Allscripts applauds the investment NHSX is making in setting up an AI lab and is particularly pleased at the decision to put focus on defining a Governance Framework, on clarifying data governance elements of AI and on developing global best practice guidance. The UK has been at the forefront of scientific and health research, and this paper will help to cement the UK’s place at the forefront of AI in healthcare.

Peter Gribnbergs, CMO and Co-Founder, EQL

AI undoubtedly has the potential to revolutionise healthcare. The ability to provide meaningful insight on vast data sets whilst simultaneously providing user experiences that are highly personable is incredibly exciting.

This report is a welcome addition to the growing amount of exceptional information being produced by NHSX. It goes along way to answering many of the questions faced by AI providers. The addition of case studies is particularly useful as you can see real world examples of how other innovators have interpreted the policies and practices that can at times be overwhelming.

To have an understanding of the challenges facing the NHS when it comes to implementing AIS is invaluable as too often you can become obsessed with addressing your own unique problem and forget that there are other drivers that can impact on decision. Understanding the motivations behind these decisions helps us to create meaningful strategies that we can bring to the table.

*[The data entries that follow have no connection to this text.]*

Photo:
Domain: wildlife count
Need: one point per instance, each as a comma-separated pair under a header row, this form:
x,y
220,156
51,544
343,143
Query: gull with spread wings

Gary Hutson, Draper & Dash

This report signifies a move in the right direction for NHS and predictive analytics.

The opportunities presented in the report show that the wider role of AI is being considered more seriously, especially in terms of image recognition and algorithms to automatically process scans via methods such as convolutional neural networks. However, there are many more use cases of where ML can be applied to hospital datasets.

It’s encouraging that the report and AI group want to separate out who is using AI vs who is over hyping the potential of their solutions. This will allow a true understanding of how far AI is spread across the healthcare sphere.

The governance and a code of ethics creation for algorithm creation is a good start, as getting the right structures in place will allow for a more sensible and governed approach to the embedding of AI in the NHS.

The report tackles what ‘good’ innovation looks like and how AI (mainly ML) can be used to tackle four key domains: precision medicine, genomic (deep learning models to be used to detect genomic sequences, for example), image recognition and operational efficiency (with the focus being around how free text information captured in systems can be processed in a more advanced method using Natural Language Processing and other methods).

For me, what needs to be considered alongside the rise of AI in healthcare, is also the technology to support these advances. Meaning more funding required to shape the future of AI and not be limited by.